Mistakes (Sour Notes, Flubbed Lines, Expletives, etc.) on Studio Albums

In “Til There Was You”, one time around, Paul never “sar” the birds winging.

I read somewhere they didn’t speak English and learned the English lyrics phonetically, so they didn’t know we usually misplace the B in “climbing”.

The Rolling Stones, “I’m Free.” Coming out of the guitar solo, at 1:29, the drums go all wonky. It irks me because it’s such a nice song - I always want to mentally correct that somehow.

The fourth side of Todd Rundgren’s double LP “Something/Anything?” was basically recorded live in the studio, so there is a lot of studio chatter that is left in, which I’m sure was intentional, not a flub. However, during the song “You Left Me Sore” he tries to hold a note a little too long and his voice cracks, causing everyone else in the studio to crack up.

I think the song you are thinking of is “Tomorrow Never Knows”. There is some sort of beep or tone or feedback at roughly the 1:30 mark (while John is singing the first line after the guitar break).

There is also a barely audible cough right before the opening riff of “Whole Lotta Love.”

Dang! :smack: Knew I should have checked who sung before posting.

The mistake is that throughout the song Desmond runs the stand while Molly stays home during the day and sings at night. Suddenly Molly’s running the stand with the kids (and singing at night) while Desmond’s at home looking pretty.

I never thought that was a mistake; I just thought it was a switcheroo.

By all accounts (including the link I posted), it actually was a mistake. I thought it was on purpose, too!

Or might it be Helter Skelter? I’m too lazy to check for myself.

(Ob-La-Di)

My reading was that it was Paul’s mistake, left that way at John’s urging.

Another entry from me:
Simon and Garfunkel > “A Simple Desultory Phillipic” in the coda, an audible thunk is followed by Paul saying “I lost my harmonica, Albert.”
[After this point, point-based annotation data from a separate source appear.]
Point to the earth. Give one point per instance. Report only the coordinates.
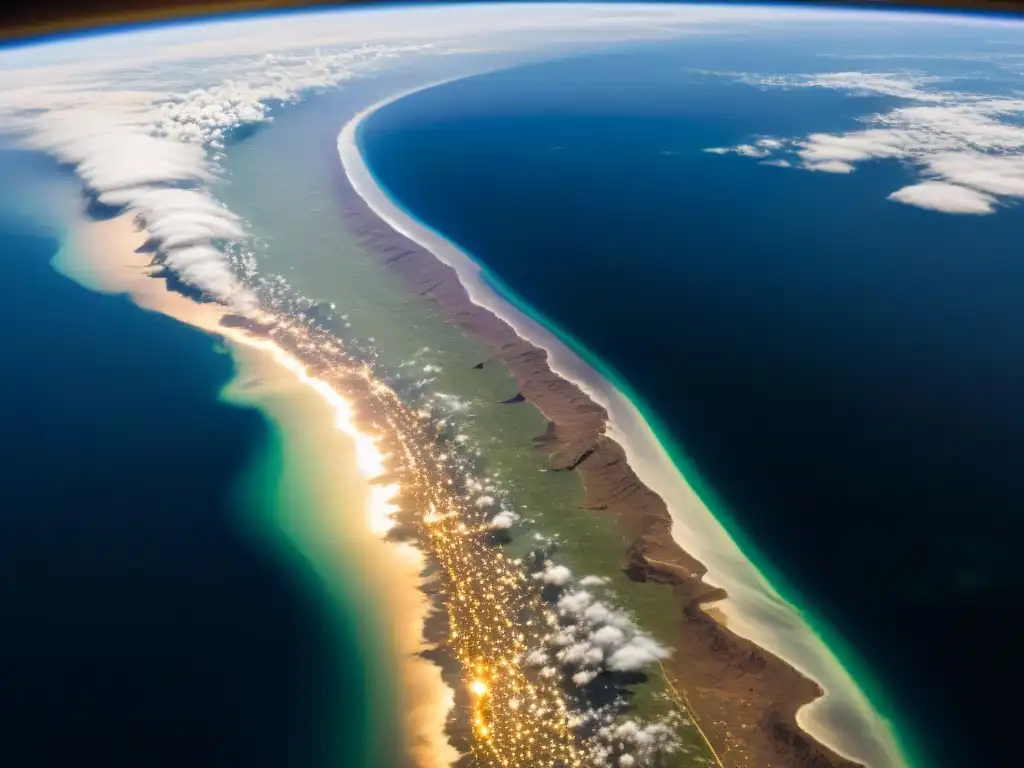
(576, 596)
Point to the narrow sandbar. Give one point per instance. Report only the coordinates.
(600, 432)
(328, 471)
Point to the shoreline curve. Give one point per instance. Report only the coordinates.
(598, 430)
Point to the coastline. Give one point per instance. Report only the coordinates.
(328, 462)
(729, 613)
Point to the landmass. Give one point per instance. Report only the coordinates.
(744, 698)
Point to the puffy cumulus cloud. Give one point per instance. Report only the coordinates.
(636, 653)
(968, 147)
(557, 576)
(503, 520)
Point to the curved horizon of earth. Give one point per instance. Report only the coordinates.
(825, 366)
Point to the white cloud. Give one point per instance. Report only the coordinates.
(503, 520)
(946, 198)
(829, 166)
(968, 147)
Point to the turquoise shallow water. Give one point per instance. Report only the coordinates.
(148, 589)
(840, 393)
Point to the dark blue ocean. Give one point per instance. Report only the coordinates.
(148, 616)
(843, 372)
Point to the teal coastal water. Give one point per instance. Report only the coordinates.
(154, 606)
(741, 331)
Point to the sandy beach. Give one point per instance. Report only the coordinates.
(330, 468)
(748, 659)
He never sawr them at all.

On “Hey Jude,” at about 2:57, John says “Oh, fucking hell!” On the stereo version of “Please Please Me,” at about 1:27, John screws up a lyric while Paul, singing harmony, sings it correctly.
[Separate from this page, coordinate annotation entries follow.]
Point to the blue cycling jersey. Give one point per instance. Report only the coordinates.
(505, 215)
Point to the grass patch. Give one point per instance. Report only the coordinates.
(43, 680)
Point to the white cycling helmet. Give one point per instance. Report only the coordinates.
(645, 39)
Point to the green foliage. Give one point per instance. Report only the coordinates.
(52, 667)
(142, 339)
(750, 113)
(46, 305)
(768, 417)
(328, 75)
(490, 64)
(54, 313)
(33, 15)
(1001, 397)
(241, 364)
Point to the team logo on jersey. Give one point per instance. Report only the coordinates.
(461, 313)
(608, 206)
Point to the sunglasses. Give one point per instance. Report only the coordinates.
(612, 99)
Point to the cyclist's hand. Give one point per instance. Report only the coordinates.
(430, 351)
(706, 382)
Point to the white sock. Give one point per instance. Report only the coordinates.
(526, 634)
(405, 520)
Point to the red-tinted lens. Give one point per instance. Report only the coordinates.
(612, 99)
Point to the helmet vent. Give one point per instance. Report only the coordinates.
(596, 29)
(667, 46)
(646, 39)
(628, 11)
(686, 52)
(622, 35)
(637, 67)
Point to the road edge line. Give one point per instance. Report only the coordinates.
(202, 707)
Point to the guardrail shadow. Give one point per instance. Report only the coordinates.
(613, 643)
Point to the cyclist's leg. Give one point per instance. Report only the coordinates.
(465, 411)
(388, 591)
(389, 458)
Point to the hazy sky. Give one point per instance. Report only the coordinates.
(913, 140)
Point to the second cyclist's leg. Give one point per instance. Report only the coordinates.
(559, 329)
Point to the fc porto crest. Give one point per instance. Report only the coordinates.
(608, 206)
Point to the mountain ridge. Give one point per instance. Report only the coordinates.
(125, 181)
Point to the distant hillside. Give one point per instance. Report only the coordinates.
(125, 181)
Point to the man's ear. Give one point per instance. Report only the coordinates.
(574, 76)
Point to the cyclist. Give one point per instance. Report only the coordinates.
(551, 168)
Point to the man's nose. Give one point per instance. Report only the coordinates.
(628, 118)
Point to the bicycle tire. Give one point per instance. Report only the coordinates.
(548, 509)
On U2’s “Ultra Violet (Light My Way),” Larry Mullen drops a drumstick at about 3:10, and it takes him about three beats to recover. Brian Eno produced it, and one of his “Oblique Strategies” is “Honor thy error as a hidden intention,” so he insisted they leave it on.

As I mentioned on another thread, at the beginning of Zeppelin’s “Since I’ve Been Loving You,” you can hear Bonham’s kick pedal squeaking.

There’s an awful lot of studio chatter in the background of “Here Today” by the Beach Boys. Of course, there’s studio chatter on many Beach Boys tracks.

At about 1:38 on “Beck’s Bolero” by Jeff Beck, Keith Moon flies into a wild drum fill while screaming, apparently knocking over the drum mic in the process, and for the rest of the song you can’t hear anything from him but the cymbals.

That was the first one I thought of!
As a kid, I was fascinated by the stray piano note that shows up at the beginning of Bennie & The Jets by Elton John. Oh course, I would then get distracted wondering what electric boobs were…

This one annoys me too, but I think it’s merely a British pronunciation (can anyone confirm this?).

Also, in “You’ve Got To Hide Your Love Away”, Paul (I think) sings “two foot small” instead of “two feet small”. Don’t know if it’s intentional, but it’s always bugged me.
mmm

Shouldn’t you know, with that name?

Anyway, it’s an intrusive R. “A Day in the Life” is the first thing I hear when I think about it. It occurs in some dialects, I believe the linking R is more common. Happens in some non-rhotic accents.

Oh, and the “two foot” thing, in the US, I associate with the speech of old men.

Anyone?

John, not Paul.

I don’t hear it.

Two foot long is common in UK English. Not correct, but common - in both senses of the word.

To add to the Beatles’ canon, you can hear a chair creak at the end of A Day In The Life.

In Helplessly Hoping, Stills muffs the second beat of the second measure (at 0:04). Makes me nutz…I twitch on that beat every time. Some day I’ll make myself a digitally-edited copy and fix that puppy.

Except an “intrusive r” wouldn’t happen in the phrase “I never saw them at all.” No British speaker, AFAIK, would pronounce that “saw” as “sawr” with a rhotic. Intrustive rs in English happen when a word ending with a vowel sound is followed by a vowel sound. So it might occur in a phrase like “I never saw(r) a giraffe” but not “I never saw the giraffe.” Note all the examples in the Wikipedia article follow this pattern.

A Scouse accent is different; just as Boston is different, or New York is different.